The governor’s signing of the latter bill on Wednesday triggered lawsuit threats hours later from the American Civil Liberties Union and the ACLU of Louisiana, as well as Americans United for the Separation of Church and State and the Freedom from Religion Foundation.

"The First Amendment promises that we all get to decide for ourselves what religious beliefs, if any, to hold and practice, without pressure from the government," the groups said in a joint statement.

"Politicians have no business imposing their preferred religious doctrine on students and families in public schools."

Landry’s allies in the Legislature have balked at claims that the bill violates federal law, saying that the intent of such displays is to honor state and national history and culture. At a Republican fundraiser in Tennessee last week, Landry said he “can’t wait to be sued” over the proposal.

ESA bill, LGBTQ+ bills

Landry also on Wednesday signed into law his signature achievement this session, a bill that, in theory, will give state tax dollars to any parent who wants to send their children to private school.

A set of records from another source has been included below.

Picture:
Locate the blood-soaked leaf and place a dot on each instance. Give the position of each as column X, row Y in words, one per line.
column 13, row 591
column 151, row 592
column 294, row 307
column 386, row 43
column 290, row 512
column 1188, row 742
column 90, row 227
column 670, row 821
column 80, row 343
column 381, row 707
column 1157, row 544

But it was only a partial victory.

After fierce resistance from critics who said the program would dismantle public education and decimate the state budget, lawmakers passed a comprise a bill that was far more modest than what Landry and his conservative allies — including some influential GOP donors — had sought.

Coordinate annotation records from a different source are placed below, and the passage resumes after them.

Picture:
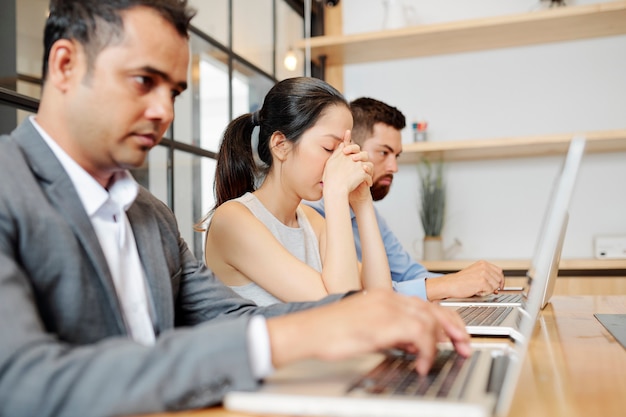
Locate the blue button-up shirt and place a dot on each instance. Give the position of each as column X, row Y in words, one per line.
column 408, row 276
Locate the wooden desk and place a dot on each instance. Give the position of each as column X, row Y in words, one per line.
column 574, row 366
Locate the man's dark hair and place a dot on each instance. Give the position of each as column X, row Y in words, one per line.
column 97, row 23
column 366, row 112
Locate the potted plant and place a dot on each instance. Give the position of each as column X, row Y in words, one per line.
column 432, row 209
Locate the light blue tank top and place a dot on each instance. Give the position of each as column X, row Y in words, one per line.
column 300, row 241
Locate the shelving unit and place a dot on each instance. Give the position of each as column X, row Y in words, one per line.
column 532, row 28
column 514, row 147
column 545, row 26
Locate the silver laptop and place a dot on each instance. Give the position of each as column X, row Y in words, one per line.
column 386, row 384
column 566, row 178
column 488, row 318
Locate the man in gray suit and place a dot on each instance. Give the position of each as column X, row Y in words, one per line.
column 103, row 308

The bill, sponsored by Sen. Rick Edmonds, R-Baton Rouge, will create new taxpayer-funded vouchers to subsidize students’ private education. The new vouchers, known as “education savings accounts,” or ESAs, will replace Louisiana’s existing voucher system, which pays for students from low-income families to attend private school.

The ESA program, named LA GATOR, will offer parents more flexibility: In addition to private school tuition, they can spend the state grants on tutoring, textbooks, special-education services or other approved expenses.

Initially, the money would go to low-income families, students with disabilities and students seeking to transfer out of public schools. But eventually, any parent might be able to apply for the subsidies regardless of financial need and even if their children already attend private school.

However, it's unclear when — or if — that will happen.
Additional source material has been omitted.